In April 2019 Meedan worked with newsrooms and fact checking organizations on three election initiatives in some of Asia’s largest democracies. Our award-winning fact-checking platform, Check, was at the center of each of the digital verification projects.

Newsrooms around the world use Check for digital verification, investigations, election monitoring and other large scale journalism projects. Now in our third year of working with local partners and reporting networks on five continents, our simultaneous initiatives in India, Indonesia and the Philippines showed the versatility and robustness of the Check platform. Each project was unique, and called for a personalized approach to news collaboration.

Check in India

In November 2018, our newsroom collaboration program "Pop-Up Newsroom" ran a two-day workshop with journalists and fact checkers in India. The goal of the workshop was to design a collaborative initiative that would help us better understand and address misinformation surrounding the world’s largest exercise in democracy: India’s general election. Workshop participants raised misinformation on WhatsApp as a challenge in need of urgent attention. WhatsApp plays a significant role in elections in many developing countries, and in recent years WhatsApp-based rumors in India have caused misinformation issues that in some cases led to violence and death.

A snapshot of Check in action in India

In response to those concerns, Meedan partnered with Pop-Up Newsroom, WhatsApp and the civic media studio Proto on a massive and innovative research endeavour that looked at misinformation circulating on WhatsApp.

The recently launched Whatsapp Business API allows companies like Meedan to integrate Whatsapp into existing software systems. We brought the API into Check, which allowed the Proto team to use Check as the command center for the initiative. In April the collaboration, Checkpoint, was officially launched. It used the WhatsApp Business API integration to conduct research to better understand misinformation spreading on the messaging platform.

Screenshots showing how the Check integration with the WhatsApp Business API supported Checkpoint in India.

Pamposh Raina, a researcher working with Proto said, "A lot of people who are working in this space have a feeling that this election had a lot of misinformation…This was the right time to think of a large project that could focus on WhatsApp especially, and look at that role."

In total, Checkpoint gathered over 80,000 claims for verification. The findings of the research will be available in the coming months. For more about Checkpoint, click here.

Check in Indonesia

In Indonesia, the Google News Initiative worked with our Pop-Up Newsroom program to help journalism schools, newsrooms and fact checking organizations collaborate to verify claims during and leading up to Indonesia’s election. The initiative was headed by the fact-checking platform Cekfakta. Check was used as the workbench for the election-day newsroom collaboration. "It was hectic, but we had a sense that we were in good hands and obviously Fergus and Tom knew what they were doing, they’ve helped many elections before ours," said Meedan partner Wahyu Dhyatmika, editor-in-chief of the Indonesian media outlet Tempo.co and director of Cekfakta.

Similar to Meedan’s 2016 Electionland newsroom in the United States, journalism students acted as first responders during the Indonesian election project, scanning and checking for the first signs of online misinformation or social media users reporting problems in the voting process.

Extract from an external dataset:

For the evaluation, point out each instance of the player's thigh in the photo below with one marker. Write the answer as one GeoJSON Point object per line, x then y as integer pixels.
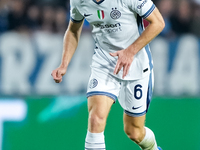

When the students found suspicious claims, they passed those tips along to reporters for further investigation. It was a multi-tiered effort that required seamless communication during a rapidly evolving news event.

"[Check] was the platform we used to collaborate on [election] day. We had our own CMS and our own platform, but it was lacking in terms of managing live factchecking. I think that was solved by Check. Without that I cannot imagine how we could have worked." - Wahyu Dhyatmika.

Check in the Philippines

The collaborative fact-checking initiative Tsek.ph saw three journalism schools and 11 media partners working together to produce about 100 fact checks about the 2019 election in the Philippines.

The inspiration for this project came from previous election collaborations, including CrossCheck in France and Verificado in Mexico (both of which also used Check as the central hub for collaboration)."We said it would be great to use Check for the same [type of] collaboration. So it was not difficult to convince anyone [to use Check as our] claim management system," said Yvonne Chua, the co-founder of the Meedan partner Vera Files.

In the end, it was the students of the University of the Philippines that verified the most claims. "The University used Check to its fullest. On election day we saw their collaboration, how they put in the claims, how we fact checked the claims, everything, all our work was within the Check platform," said Chua.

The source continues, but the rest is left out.